Modern production environments present challenges that are perfect for AI agents. Kubernetes clusters generate massive amounts of telemetry data. Microservices architectures create complex dependency chains where failures cascade unpredictably. On-call engineers face alert fatigue while trying to correlate signals across multiple monitoring systems.
“The area of operations is seriously underserved and underutilized for agents,” Bias notes. This represents a fundamental mismatch between where the problems exist and where the AI solutions are being deployed.
What Automated Production Triage Actually Looks Like
Mirantis is publishing proof-of-concept demonstrations on their T Zero (t0) blog showing how this works in practice. The approach combines Claude’s reasoning capabilities with MCP servers that can introspect running Kubernetes systems in real-time.
When production issues occur—a pod crash loop, performance degradation, failed deployment—AI agents can automatically investigate using the same tools and data sources that human operators use. They can query logs, check resource utilization, examine recent configuration changes, and correlate events across the cluster.
The key difference from traditional monitoring and alerting is the agent’s ability to reason about what it finds. Rather than just triggering alerts based on predefined thresholds, agents can follow investigative workflows, form hypotheses about root causes, and even propose remediation steps.
This is fundamentally different from AI-assisted coding, where a developer initiates the interaction. In production operations, the system itself drives agent behavior through events—outages, anomalies, deployment triggers. The agents operate autonomously in response to what’s happening in the production environment.
The Broader Pattern Emerging
Bias’s argument reflects a broader realization about where AI agents deliver the most value: in domains with high operational complexity, large volumes of real-time data, and urgent time-to-resolution requirements.

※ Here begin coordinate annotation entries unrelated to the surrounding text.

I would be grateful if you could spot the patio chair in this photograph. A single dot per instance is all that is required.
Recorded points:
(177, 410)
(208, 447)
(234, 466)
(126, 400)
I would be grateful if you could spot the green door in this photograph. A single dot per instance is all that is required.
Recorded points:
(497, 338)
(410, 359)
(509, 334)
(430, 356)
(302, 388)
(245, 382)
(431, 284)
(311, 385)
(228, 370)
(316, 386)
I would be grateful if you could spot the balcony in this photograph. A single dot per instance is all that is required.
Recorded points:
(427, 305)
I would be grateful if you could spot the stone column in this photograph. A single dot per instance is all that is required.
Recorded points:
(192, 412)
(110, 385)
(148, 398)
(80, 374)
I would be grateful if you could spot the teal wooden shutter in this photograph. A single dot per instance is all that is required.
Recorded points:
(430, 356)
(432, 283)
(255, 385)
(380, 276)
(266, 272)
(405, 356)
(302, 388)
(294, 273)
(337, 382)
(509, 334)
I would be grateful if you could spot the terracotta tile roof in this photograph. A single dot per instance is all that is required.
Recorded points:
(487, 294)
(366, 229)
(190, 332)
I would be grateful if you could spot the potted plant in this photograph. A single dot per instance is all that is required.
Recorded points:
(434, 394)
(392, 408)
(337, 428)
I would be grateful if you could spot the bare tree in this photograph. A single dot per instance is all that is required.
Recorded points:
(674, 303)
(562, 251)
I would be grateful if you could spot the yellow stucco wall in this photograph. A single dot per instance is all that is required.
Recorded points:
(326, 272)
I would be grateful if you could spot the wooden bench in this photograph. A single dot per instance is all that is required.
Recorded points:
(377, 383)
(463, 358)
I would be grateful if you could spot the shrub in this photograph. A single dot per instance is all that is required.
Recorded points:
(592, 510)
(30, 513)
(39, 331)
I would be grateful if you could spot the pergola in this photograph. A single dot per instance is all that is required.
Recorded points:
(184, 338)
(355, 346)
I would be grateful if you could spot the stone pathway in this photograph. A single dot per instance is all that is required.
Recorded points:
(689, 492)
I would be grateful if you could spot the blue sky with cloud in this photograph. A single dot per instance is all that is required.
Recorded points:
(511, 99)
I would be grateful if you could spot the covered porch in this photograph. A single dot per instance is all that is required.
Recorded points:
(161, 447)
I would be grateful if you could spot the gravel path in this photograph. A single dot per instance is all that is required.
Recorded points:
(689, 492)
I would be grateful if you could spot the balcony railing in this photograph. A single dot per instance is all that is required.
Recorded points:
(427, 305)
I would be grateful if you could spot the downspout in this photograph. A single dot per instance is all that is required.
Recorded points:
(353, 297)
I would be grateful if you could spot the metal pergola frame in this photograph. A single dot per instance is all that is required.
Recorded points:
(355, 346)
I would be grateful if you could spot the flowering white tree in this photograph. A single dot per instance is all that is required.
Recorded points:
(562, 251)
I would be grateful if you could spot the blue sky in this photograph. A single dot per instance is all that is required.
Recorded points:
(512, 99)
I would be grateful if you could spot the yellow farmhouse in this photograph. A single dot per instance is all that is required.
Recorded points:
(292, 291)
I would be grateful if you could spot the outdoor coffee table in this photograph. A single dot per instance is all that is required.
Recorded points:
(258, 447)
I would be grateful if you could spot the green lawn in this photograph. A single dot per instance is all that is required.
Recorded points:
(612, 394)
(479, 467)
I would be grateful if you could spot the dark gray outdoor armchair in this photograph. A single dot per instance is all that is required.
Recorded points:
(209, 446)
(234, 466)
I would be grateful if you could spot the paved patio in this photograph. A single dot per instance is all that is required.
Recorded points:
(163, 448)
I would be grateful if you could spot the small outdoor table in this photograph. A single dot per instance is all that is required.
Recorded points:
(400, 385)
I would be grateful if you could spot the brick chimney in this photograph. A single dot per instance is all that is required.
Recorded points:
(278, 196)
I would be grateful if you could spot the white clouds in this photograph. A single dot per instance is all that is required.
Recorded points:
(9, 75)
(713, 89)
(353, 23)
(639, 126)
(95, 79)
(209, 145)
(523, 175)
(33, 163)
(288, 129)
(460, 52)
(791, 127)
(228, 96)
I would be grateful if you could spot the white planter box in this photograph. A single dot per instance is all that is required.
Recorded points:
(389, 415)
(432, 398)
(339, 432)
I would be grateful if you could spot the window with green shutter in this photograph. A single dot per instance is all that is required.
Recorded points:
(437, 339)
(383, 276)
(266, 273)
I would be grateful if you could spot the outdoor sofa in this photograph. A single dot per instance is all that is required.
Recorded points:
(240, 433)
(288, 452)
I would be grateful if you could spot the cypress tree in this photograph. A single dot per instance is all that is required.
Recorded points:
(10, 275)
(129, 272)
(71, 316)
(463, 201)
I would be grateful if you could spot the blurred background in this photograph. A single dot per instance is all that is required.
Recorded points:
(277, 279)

Production operations checks all these boxes. SRE teams are already comfortable with automation and infrastructure-as-code practices, making them natural early adopters of agentic AI. The problems they face—incident response, capacity planning, performance optimization—involve exactly the kind of data analysis and pattern recognition that large language models excel at.
Perhaps most importantly, the return on investment is immediate and measurable. When an AI agent helps reduce mean-time-to-resolution for production incidents, organizations can quantify the business impact in terms of reduced downtime and operational efficiency.
What Enterprises Should Do Now
For organizations exploring agentic AI, Bias’s message is clear: don’t ignore operations. While coding assistants deliver productivity gains, production operations represents a potentially larger opportunity with more immediate business impact.
Mirantis is betting on this thesis with their MCP AdaptiveOps framework, which includes services specifically designed to help enterprises deploy AI agents for operational use cases. The approach focuses on using open standards like MCP and general-purpose agents rather than building custom solutions from scratch.
The proof-of-concept work Mirantis is publishing demonstrates that the technology is ready. What’s needed now is for enterprises to shift their thinking about where AI agents should be deployed. The exciting innovations aren’t just happening in IDEs and development environments—they’re happening in production, where the stakes are highest and the problems are most urgent.
The Underserved Opportunity
As the agentic AI wave accelerates, production operations stands out as an area where demand far exceeds current solutions. Development teams have their coding assistants. Now it’s time for operations teams to get the AI support they desperately need.
The systems are already running. The problems are already happening. The data is already being generated. What’s been missing are AI agents smart enough to make sense of it all—and bold enough to act autonomously when production problems strike.
Bias and Mirantis are making the case that this is where enterprises should focus their agentic AI efforts. The question isn’t whether AI agents will transform production operations. It’s whether your organization will lead that transformation or scramble to catch up.